You mischaracterise this, as I'm sure you know. Everyone is inconsistent and hypocritical; everyone who expresses some value has almost certainly contradicted it at some point. The snapshots of that are irrelevant, as you describe.And for posters to repeatedly suggest that if you have ever been a "consumer", or have had a drink in one of these bars, or once produced a travel-blog, then your criticisms are null and void is, quite frankly, bollocks. We are all participants in this economy and it is how behave within it, and what we demand of it, that makes the difference.
In this case, it's pretty clear, the target of an in-flight mag. Someone who sees a destination in a magazine and thinks, I'd like to visit there, probably for days or a week on a one-off holiday.
Based on your other comments, which I certainly don't dispute, that doesn't surprise me, but it's not mutually exclusive from the opinion I expressed. It merely depends where these points are on the spectrum.
I simply don't agree that it's more the former than the latter.
The reason I posted on this thread to begin with (since I have nothing to do with Brixton) is in part because I feel the former is a theme of late, an attitude on here against a certain lifestyle and tastes that often is actually coming from people who live a closely parallel existence with a bunch of only superficially different proclivities. I read posts here most days and I don't feel like some sort of socio-economic outlier, after all.

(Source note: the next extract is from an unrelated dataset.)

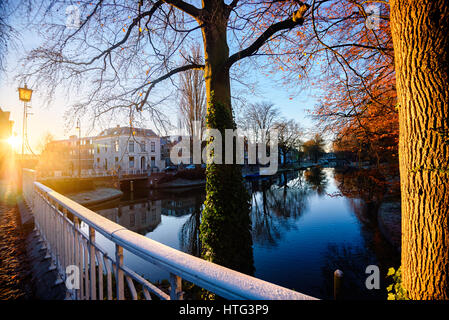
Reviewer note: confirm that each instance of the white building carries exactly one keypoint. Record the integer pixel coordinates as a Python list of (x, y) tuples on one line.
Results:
[(127, 148)]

It's mostly similar people doing similar things.
Not at all. But barking at passing tourists, restaurant businesses and even passive gentrifiers with no infernal agenda is barking at the outcome, not the input or machinery, and my point was to boot, people not actually that dissimilar to some of the complainants.
The mechanism is things like the massive national flow of everything towards London, the ridiculous globalisation and commoditisation of property, the private ownership of everything and the corruption of numerous nationally-held values like community. You stop any of those things and you stem the flow of these outcomes.

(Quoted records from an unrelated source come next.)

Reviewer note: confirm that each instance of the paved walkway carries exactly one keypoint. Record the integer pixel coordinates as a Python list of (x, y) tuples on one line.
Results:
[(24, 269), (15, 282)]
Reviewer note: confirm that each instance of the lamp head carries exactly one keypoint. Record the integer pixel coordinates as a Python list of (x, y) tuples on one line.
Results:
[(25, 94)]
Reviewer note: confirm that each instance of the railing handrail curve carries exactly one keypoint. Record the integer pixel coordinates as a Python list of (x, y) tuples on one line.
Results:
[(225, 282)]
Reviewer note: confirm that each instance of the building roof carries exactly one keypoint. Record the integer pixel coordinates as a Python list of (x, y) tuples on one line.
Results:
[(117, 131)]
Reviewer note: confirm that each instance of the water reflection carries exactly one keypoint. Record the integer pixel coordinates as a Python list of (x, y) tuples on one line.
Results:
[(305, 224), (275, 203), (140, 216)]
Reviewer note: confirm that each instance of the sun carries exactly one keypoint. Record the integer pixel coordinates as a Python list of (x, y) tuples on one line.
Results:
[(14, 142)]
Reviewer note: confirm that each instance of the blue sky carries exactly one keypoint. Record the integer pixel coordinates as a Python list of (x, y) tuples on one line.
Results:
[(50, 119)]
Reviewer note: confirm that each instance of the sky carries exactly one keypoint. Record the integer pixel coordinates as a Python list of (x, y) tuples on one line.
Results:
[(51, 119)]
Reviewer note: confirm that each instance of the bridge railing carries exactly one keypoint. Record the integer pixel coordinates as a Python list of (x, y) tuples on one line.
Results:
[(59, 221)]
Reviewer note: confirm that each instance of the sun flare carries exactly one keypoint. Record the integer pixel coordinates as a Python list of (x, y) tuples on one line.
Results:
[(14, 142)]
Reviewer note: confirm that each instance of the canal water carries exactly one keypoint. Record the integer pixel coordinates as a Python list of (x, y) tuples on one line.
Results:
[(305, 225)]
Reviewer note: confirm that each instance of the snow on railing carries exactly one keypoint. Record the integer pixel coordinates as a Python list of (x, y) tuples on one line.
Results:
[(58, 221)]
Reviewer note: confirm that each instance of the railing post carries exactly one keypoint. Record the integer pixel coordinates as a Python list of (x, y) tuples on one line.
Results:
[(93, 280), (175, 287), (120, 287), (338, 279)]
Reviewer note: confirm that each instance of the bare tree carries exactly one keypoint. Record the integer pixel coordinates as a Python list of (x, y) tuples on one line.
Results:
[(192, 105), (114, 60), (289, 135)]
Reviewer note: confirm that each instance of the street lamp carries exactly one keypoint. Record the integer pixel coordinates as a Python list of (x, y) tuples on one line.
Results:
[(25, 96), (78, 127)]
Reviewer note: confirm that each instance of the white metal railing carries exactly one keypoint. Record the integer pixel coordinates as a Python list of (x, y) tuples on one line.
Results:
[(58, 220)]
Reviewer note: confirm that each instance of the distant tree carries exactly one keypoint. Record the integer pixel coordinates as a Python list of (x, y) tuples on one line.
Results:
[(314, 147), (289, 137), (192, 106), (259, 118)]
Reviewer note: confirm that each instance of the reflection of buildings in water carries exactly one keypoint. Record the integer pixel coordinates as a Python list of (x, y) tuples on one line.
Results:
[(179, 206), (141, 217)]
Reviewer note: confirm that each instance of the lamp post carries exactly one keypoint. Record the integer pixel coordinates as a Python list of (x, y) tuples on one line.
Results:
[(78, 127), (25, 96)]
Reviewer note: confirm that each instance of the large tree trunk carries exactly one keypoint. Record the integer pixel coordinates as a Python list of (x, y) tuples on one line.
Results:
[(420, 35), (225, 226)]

Now there's a few things to be said about that: I'm well aware that that is happening, on here, and indeed there's various threads on here that clearly evidence that. I'm also not oblivious to the fact that there's very little that can be effectively done in the face of the above and the forces that direct it. And if you were to say that in your battles with Lambeth etc, people like me might generally be a closer match to Lambeth's objectives than yours, then that might be a workable line, if not necessarily true.

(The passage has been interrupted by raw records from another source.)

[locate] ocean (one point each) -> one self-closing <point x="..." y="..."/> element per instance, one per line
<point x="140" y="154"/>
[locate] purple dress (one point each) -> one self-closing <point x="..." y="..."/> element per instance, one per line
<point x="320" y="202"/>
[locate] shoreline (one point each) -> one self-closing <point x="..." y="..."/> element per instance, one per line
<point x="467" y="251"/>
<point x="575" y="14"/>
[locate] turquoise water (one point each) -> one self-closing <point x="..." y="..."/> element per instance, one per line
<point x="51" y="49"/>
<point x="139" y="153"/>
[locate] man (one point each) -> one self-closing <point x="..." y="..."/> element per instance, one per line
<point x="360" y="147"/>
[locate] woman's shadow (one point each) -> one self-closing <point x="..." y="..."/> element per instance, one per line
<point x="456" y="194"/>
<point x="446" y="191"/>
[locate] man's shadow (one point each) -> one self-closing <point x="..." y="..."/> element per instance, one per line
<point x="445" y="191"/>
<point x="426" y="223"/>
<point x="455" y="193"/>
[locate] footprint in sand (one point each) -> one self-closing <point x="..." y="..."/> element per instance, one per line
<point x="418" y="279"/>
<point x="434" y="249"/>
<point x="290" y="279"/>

However I do think this whole thing would only be a compelling argument if:
(a) the battle lines could be drawn more coherently such that people don't waste their credit directing vitriol at their neighbours and in particular people who are ultimately going about much the same lives a percentile or two away and face much the same problems
and to a slightly lesser extent
(b) it didn't jar with some of the other implicit and explicit narratives on here - not least, if you find yourself (not literally you) using ever more convoluted filters to distinguish your support for & patronage of enjoyable local facilities from your hatred for expensive gentrifiers, then it's already a crumbling rhetoric
As you can hopefully gauge, I consider myself reasonably well aligned to what you're pursuing in the longer term, even if not perfectly so. I just don't think the argument this thread - and many gentrification arguments in general, tbf - is based around is productive, not least because it folds in on itself and ends up directed at what would be its proponents, were it better structured.